Note that a batch of k instances does not mean that we will retrieval multiple edits from the index -- we only consider the top-1 edit no matter the memory size.

AOZMH commented 8 months ago

Hey @Eureka-Maggie @chuckhope ! Sorry for the late response. The MeLLo code we released (run_mello.ipynb) is actually for k=3000, where we build a edited fact memory (a retrieval index) for all the edits from k=3000 instances.

The case with a smaller k basically means that we consider a subset of instances at the same time. In that case, the retrieval index size will be smaller and retrieval will be more accurate. This should be very straightforward to test based on our code with k=3000 (you can just sample a subset of 100 instances for the k=100 case).

Note that a batch of k instances does not mean that we will retrieval multiple edits from the index -- we only consider the top-1 edit no matter the memory size.

Thanks for the explanation! What still confuses me is, in the case where k<3000, how did you sample top-k editing-facts from all the 3000 facts? Is there any similarity- or semantic-based logic adopted? Would the correct edit of each question be guaranteed to exist in the k selected edits? I assume the latter answer is yes since in Table-5 the scores of mello when K=1 is the highest, but I'm not sure how this guarantee is done technically.

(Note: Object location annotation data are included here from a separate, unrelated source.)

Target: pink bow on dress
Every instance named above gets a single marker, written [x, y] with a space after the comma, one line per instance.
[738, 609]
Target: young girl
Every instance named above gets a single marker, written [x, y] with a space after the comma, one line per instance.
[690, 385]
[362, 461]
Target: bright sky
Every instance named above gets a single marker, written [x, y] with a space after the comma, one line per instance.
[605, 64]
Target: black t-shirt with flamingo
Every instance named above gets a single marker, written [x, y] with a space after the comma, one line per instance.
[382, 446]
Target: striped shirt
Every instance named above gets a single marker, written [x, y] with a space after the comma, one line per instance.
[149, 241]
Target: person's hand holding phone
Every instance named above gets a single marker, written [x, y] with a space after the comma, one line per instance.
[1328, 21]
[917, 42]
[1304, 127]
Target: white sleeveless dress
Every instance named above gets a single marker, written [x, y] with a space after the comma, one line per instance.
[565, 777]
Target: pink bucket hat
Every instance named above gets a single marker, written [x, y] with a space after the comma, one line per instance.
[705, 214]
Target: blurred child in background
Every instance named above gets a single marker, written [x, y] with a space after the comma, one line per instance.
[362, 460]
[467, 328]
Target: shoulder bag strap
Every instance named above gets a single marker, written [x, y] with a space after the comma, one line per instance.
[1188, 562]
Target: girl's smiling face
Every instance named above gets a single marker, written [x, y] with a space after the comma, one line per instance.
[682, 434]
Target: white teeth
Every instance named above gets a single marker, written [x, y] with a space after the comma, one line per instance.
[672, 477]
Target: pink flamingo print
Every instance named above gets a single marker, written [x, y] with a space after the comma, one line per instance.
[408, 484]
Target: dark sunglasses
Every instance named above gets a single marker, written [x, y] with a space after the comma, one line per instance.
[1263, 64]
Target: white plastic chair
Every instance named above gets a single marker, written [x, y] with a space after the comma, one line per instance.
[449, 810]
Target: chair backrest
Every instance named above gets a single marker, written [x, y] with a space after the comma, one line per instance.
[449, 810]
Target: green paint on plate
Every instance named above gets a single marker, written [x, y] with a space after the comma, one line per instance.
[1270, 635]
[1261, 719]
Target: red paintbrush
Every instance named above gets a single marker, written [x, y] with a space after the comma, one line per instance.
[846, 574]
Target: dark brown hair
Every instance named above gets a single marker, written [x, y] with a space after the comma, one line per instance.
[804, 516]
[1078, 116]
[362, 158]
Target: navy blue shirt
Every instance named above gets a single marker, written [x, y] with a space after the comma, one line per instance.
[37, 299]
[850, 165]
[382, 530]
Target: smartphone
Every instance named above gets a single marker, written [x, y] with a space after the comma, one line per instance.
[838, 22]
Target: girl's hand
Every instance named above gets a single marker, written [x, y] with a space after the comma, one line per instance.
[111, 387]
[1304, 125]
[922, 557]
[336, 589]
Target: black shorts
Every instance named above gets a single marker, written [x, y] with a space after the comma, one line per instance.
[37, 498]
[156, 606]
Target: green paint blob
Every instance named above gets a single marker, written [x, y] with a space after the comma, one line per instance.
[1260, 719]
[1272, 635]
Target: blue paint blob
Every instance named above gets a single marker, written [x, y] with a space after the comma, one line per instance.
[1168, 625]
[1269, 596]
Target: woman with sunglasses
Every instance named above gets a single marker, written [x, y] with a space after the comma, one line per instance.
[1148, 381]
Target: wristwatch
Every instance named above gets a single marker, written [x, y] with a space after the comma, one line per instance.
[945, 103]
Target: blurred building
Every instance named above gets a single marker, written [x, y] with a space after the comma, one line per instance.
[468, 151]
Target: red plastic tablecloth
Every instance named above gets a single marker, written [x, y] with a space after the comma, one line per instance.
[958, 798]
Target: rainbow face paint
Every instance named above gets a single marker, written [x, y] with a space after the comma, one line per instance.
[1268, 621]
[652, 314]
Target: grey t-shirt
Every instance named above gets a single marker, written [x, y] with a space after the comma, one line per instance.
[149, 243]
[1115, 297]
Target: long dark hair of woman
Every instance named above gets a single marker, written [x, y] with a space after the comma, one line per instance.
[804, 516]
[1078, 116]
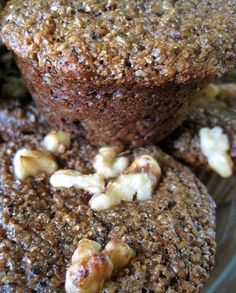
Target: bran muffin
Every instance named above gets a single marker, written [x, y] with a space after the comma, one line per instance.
[119, 72]
[172, 233]
[211, 111]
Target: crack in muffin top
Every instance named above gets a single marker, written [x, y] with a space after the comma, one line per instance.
[149, 42]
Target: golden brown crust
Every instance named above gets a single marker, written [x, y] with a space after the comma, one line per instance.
[141, 42]
[172, 233]
[130, 114]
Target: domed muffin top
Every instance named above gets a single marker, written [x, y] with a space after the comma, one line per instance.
[153, 42]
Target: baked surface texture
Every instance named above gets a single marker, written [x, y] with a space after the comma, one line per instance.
[173, 234]
[119, 72]
[166, 41]
[184, 143]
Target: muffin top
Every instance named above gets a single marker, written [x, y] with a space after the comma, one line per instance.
[151, 42]
[172, 233]
[215, 115]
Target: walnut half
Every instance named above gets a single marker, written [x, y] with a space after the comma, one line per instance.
[139, 180]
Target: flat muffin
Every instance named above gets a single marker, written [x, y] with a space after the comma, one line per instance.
[172, 233]
[119, 72]
[215, 111]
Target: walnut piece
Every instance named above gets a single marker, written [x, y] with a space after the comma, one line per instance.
[28, 163]
[140, 179]
[119, 252]
[215, 146]
[57, 141]
[91, 266]
[108, 164]
[92, 183]
[89, 274]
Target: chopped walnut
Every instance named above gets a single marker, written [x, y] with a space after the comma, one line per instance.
[91, 267]
[108, 164]
[57, 141]
[119, 252]
[140, 180]
[215, 146]
[92, 183]
[89, 274]
[28, 163]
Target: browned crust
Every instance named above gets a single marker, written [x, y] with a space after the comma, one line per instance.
[172, 234]
[130, 115]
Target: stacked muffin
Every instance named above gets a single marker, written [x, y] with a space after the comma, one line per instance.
[119, 74]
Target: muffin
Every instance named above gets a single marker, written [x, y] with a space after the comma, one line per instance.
[12, 84]
[19, 117]
[122, 73]
[171, 233]
[217, 109]
[214, 121]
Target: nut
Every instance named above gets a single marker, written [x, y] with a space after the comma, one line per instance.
[140, 180]
[89, 274]
[119, 252]
[85, 248]
[92, 183]
[57, 141]
[215, 146]
[28, 163]
[108, 164]
[90, 268]
[145, 164]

Hope to get your reply, thanks!

a3616001 commented 8 months ago

Hi @AOZMH I may not fully understand your question. To be concrete, for k<3000 cases, say k = 100, we randomly split 3000 instances into 30 groups, each of which contains 100 instances. That means, we have 30 disjoint evaluation groups. We build the retrieval memory using all edits associated with the k instances in a group.

Hope it helps - but let me know if I misunderstand your question!

AOZMH commented 8 months ago

Hi @AOZMH I may not fully understand your question. To be concrete, for k<3000 cases, say k = 100, we randomly split 3000 instances into 30 groups, each of which contains 100 instances. That means, we have 30 disjoint evaluation groups. We build the retrieval memory using all edits associated with the k instances in a group.

Hope it helps - but let me know if I misunderstand your question!

Thanks for the reply and example! Following your example, my question should be:

Assume that the 3000 edits are named as <e1, e2, ..., e3000> and are splitted into 30 groups sequentially (i.e. group_1 = <e1, e2, ..., e30>, group_2 = <e31, e32, ..., e60>, etc.). We are now dealing with an instance in MQUAKE involving two edits e1 and e31, included in two different edit groups.

In this case, since we only choose one group of k edits as fact memory, MELLO's retriever should be unable to fully retrieve all the edits (either e1 or e31 would be excluded from the "fact memory", or maybe both would be excluded).

As stated in Section 5.2,

... in order to answer multi-hop questions correctly after editing, the retriever we use in MeLLo needs to retrieve all the associated edited facts from the memory.

I'd like to know how did you handle such cases (when the fact memory fails to contain all required edits). Did you adopt any edit-sampling scheme to guarantee that all the required facts are included in the fact memory consisting of k edits?

Thanks again for your help & wish to get your reply!

AOZMH commented 8 months ago

Hi @AOZMH I may not fully understand your question. To be concrete, for k<3000 cases, say k = 100, we randomly split 3000 instances into 30 groups, each of which contains 100 instances. That means, we have 30 disjoint evaluation groups. We build the retrieval memory using all edits associated with the k instances in a group.

Hope it helps - but let me know if I misunderstand your question!

[Update] After a further research into the paper, I finally realized that the aforementioned problem is caused by my misunderstanding of the concept "instance" you mentioned. Specifically, while I consider a "instance" as an editing-statement, it is actually an entry in the MQUAKE dataset. To this end, in the case when k<3000, all edits corresbonding to the k dataset entries (each entry contains 1 to 4 edits) are viewed as fact memory.

Sorry for the misunderstanding & thanks again for the help!